Zu einem Bergrettungseinsatz in der Gemeinde Grundlsee im Bereich Lahngangsee/Vordernbachalm im Toten Gebirge kam es am Montag, den 18.12. in den Nachtstunden. Zwei Schneeschuhwanderer, die am Samstag von Hinterstoder starteten, wollten das Tote Gebirge überqueren. Sie übernachteten zweimal in einem Winternotraum (Prielschutzhaus und Pühringerhütte) von den geschlossenen Hütten. Sie verließen am Montagmorgen die Pühringerhütte und wollten nach Grundlsee absteigen. Aufgrund der tiefwinterlichen Schneeverhältnisse im Toten Gebirge kamen sie am Montag mit ihren Schneeschuhen nur langsam voran. Nach Einbruch der Dunkelheit verloren sie die Orientierung und kamen von der Route ab. Sie setzten einen Notruf ab.

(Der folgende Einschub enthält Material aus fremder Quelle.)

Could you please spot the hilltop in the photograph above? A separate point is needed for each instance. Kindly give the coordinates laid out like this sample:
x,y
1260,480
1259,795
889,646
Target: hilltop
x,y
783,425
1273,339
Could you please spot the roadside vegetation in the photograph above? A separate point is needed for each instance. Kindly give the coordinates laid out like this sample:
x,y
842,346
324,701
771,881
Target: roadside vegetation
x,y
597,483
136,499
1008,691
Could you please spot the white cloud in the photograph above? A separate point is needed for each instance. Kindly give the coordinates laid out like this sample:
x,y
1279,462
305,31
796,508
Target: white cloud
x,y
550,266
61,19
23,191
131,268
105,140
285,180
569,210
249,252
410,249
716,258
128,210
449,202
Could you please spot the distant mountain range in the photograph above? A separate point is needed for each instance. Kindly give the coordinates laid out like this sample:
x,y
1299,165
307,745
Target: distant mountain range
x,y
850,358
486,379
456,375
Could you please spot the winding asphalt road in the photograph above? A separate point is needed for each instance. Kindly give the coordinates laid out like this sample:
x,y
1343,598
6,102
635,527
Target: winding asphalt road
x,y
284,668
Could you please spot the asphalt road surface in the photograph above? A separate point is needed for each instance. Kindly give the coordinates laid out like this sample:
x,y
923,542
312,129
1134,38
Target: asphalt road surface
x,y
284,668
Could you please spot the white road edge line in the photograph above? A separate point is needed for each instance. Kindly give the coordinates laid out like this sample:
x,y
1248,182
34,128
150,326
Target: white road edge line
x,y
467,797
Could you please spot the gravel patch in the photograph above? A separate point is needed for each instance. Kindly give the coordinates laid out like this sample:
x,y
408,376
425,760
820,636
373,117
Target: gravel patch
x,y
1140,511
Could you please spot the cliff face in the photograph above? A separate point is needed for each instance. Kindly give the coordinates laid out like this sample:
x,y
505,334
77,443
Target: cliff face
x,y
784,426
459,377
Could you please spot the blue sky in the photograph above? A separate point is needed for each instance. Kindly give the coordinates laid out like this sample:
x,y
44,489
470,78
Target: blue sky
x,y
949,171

Die Bergrettung wurde von der Landeswarnzentrale alarmiert: „Zwei Schneeschuhwanderer nahe der Vordernbachalm verirrt/verstiegen, Kontakt abgebrochen”. Die Bergretter rückten aus, stiegen auf und konnten mittels einer Wärmebilddrohne die zwei Personen sofort lokalisieren, die bereits
Lichtzeichen abgaben. Die beiden Schneeschuhwanderer saßen in steilem, felsigem Gelände fest und konnten weder vor noch zurück. Die Bergretter bauten ein Seilgeländer auf und konnten die beiden aus ihrer unglücklichen Lage sicher auf die Forststraße und anschließend mit dem Einsatzfahrzeug ins Tal bringen.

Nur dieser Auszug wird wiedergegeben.